Cover you can expect

Most policies fund an end-to-end response. That usually includes breach counsel, incident response, and forensic investigation. Data recovery and system rebuild costs are commonly covered, subject to limits and evidence of reasonable steps to mitigate loss. 

If operations stall, business interruption can cover lost income and extra costs to keep services running. Many policies also include public relations support to manage customers and media.

Extortion cover may fund specialist negotiators and, where legal, a ransom payment. Insurers will first screen the threat group for sanctions risk and confirm that paying is lawful and proportionate. Approval is required before any payment. 

Expect ransomware sub-limits, waiting periods for business interruption, and defined periods of indemnity. Coverage terms vary, so check the wording for triggers, proof requirements, and notification deadlines.

Common exclusions

Insurers increasingly exclude events they cannot price. State-backed or war-like attacks may fall outside the coverage under war or state-actor exclusions. 

Claims can be declined if core controls, such as multi-factor authentication on email or remote access, were missing, or if critical patches were ignored. Late notification, unapproved ransom payments, and failure to use the insurer’s panel vendors can also void parts of your cover. 

Expect limits or exclusions around regulatory fines, contractual penalties, and pre-existing incidents known before the policy start date.
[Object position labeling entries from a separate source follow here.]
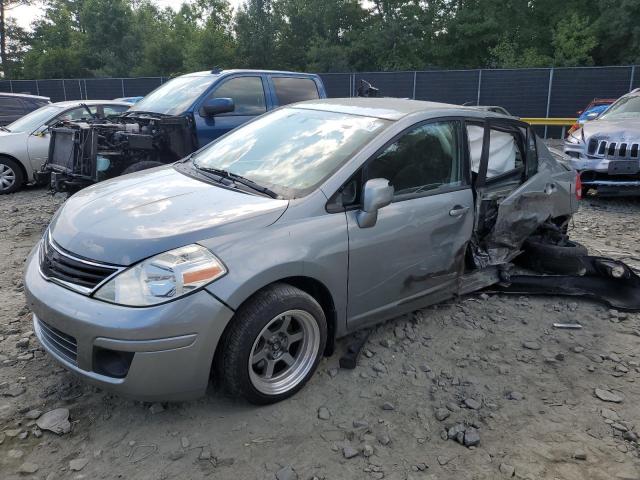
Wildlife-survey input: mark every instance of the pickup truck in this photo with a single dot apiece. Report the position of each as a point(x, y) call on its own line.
point(176, 119)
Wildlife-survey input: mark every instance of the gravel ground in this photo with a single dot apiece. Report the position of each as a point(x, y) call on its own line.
point(487, 368)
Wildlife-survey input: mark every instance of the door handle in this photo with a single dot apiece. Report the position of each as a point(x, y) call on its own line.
point(458, 211)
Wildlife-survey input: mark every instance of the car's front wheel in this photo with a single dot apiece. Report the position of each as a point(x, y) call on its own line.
point(274, 344)
point(11, 177)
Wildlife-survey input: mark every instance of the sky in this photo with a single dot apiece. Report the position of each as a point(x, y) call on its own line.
point(25, 14)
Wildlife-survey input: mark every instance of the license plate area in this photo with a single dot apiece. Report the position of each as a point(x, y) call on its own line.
point(622, 167)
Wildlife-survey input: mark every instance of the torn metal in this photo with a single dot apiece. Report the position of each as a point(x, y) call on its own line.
point(609, 281)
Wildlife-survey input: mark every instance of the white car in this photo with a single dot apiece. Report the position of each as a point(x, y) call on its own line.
point(24, 144)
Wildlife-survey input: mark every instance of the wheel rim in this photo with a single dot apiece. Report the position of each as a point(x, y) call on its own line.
point(284, 352)
point(7, 177)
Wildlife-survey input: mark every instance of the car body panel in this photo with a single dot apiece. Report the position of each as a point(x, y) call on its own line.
point(413, 256)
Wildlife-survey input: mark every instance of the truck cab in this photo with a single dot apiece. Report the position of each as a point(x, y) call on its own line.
point(253, 93)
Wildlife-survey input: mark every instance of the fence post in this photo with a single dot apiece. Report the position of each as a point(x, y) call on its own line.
point(415, 74)
point(549, 99)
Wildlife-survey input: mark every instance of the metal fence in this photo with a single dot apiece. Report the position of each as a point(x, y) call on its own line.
point(531, 92)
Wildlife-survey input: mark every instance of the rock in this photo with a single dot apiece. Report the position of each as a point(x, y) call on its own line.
point(28, 468)
point(379, 368)
point(453, 407)
point(516, 396)
point(33, 414)
point(607, 396)
point(453, 432)
point(56, 421)
point(580, 455)
point(349, 452)
point(471, 437)
point(609, 414)
point(78, 464)
point(472, 403)
point(286, 473)
point(324, 413)
point(442, 414)
point(15, 453)
point(507, 470)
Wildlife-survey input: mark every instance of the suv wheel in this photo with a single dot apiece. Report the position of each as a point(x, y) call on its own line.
point(11, 177)
point(274, 345)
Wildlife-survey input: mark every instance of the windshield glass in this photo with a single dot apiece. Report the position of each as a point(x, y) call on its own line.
point(626, 107)
point(292, 150)
point(175, 96)
point(35, 119)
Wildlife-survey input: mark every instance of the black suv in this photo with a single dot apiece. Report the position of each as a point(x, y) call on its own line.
point(15, 105)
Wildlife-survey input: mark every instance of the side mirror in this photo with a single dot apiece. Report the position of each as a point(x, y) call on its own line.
point(377, 193)
point(216, 106)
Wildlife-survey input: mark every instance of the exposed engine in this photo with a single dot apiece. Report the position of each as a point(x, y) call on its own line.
point(83, 153)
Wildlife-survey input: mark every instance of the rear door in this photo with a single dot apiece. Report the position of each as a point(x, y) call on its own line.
point(288, 89)
point(414, 253)
point(250, 100)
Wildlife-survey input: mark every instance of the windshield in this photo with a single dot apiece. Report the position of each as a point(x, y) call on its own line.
point(292, 150)
point(626, 107)
point(175, 96)
point(35, 119)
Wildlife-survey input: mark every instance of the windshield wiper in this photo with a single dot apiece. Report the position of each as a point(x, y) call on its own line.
point(238, 179)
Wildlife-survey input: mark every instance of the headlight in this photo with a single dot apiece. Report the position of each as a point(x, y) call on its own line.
point(164, 277)
point(575, 137)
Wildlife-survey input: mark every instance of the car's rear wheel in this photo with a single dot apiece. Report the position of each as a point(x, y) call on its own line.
point(11, 176)
point(562, 257)
point(274, 345)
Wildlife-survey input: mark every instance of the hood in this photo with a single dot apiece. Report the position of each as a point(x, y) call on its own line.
point(623, 130)
point(127, 219)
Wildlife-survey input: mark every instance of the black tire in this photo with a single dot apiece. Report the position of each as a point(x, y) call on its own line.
point(563, 258)
point(143, 165)
point(11, 176)
point(244, 333)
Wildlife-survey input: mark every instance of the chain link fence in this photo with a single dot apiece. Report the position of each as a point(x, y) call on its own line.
point(530, 92)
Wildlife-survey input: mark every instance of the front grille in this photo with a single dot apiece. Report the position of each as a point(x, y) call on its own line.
point(64, 345)
point(613, 150)
point(56, 264)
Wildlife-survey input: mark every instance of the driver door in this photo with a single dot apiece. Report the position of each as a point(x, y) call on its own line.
point(414, 253)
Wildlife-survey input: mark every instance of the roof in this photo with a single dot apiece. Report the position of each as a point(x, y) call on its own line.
point(216, 73)
point(24, 95)
point(73, 103)
point(380, 107)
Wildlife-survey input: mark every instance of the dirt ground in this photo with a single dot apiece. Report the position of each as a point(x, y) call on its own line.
point(494, 363)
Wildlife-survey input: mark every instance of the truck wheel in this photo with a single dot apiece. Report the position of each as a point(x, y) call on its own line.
point(274, 345)
point(11, 176)
point(563, 258)
point(143, 165)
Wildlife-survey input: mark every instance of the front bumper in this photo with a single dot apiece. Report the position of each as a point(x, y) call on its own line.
point(172, 345)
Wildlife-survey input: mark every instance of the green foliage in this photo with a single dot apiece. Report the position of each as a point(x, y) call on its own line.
point(78, 38)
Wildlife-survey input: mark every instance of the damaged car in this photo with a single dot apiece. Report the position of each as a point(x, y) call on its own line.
point(171, 122)
point(607, 150)
point(248, 259)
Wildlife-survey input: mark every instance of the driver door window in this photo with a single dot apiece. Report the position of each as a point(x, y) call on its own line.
point(247, 94)
point(425, 159)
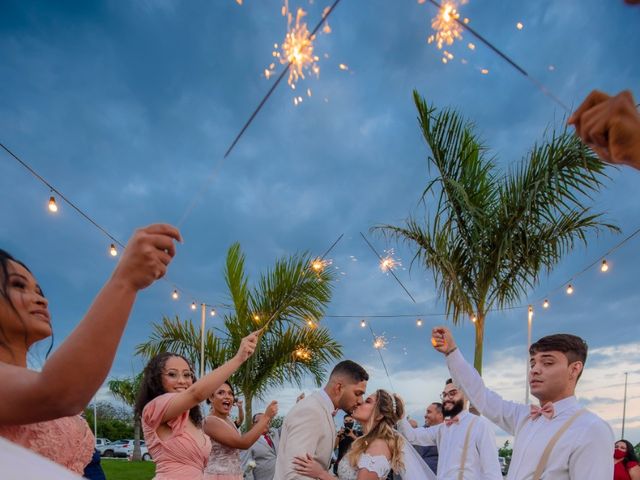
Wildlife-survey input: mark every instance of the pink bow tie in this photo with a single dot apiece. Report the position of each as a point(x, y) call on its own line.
point(451, 421)
point(546, 411)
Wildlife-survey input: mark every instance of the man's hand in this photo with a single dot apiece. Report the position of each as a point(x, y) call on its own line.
point(610, 126)
point(442, 340)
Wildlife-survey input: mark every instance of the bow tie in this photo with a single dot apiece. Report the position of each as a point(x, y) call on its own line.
point(546, 411)
point(451, 421)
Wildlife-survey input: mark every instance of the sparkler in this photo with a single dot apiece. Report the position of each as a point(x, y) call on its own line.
point(446, 24)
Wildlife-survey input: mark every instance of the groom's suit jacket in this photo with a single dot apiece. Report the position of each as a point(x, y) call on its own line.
point(307, 428)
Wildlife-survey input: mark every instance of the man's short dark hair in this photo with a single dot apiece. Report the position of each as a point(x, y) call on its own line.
point(574, 348)
point(351, 370)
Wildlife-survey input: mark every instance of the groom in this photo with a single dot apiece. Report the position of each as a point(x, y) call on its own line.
point(309, 428)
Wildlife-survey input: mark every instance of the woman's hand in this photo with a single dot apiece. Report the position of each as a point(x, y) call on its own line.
point(308, 467)
point(247, 347)
point(272, 410)
point(146, 256)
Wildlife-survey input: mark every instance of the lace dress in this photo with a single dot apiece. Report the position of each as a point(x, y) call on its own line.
point(68, 441)
point(224, 462)
point(377, 464)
Some policies impose co-insurance on ransomware losses, requiring a percentage of the cost to be shared with the insured.

How ransomware drives premiums and underwriting

Ransomware frequency and severity have pushed premiums up and tightened underwriting. Insurers now treat certain controls as minimum standards. 

Typical requirements include multi-factor authentication, endpoint detection and response, regular patching, network segmentation, and offline or immutable backups with restore testing. 

Underwriters may ask for evidence, such as EDR deployment reports, backup architecture, and results of recent phishing tests. Strong controls reduce price and increase available limits. Weak controls lead to higher deductibles, ransomware sub-limits, co-insurance, or a refusal to quote. A clean incident history and rehearsed response plan can materially improve terms.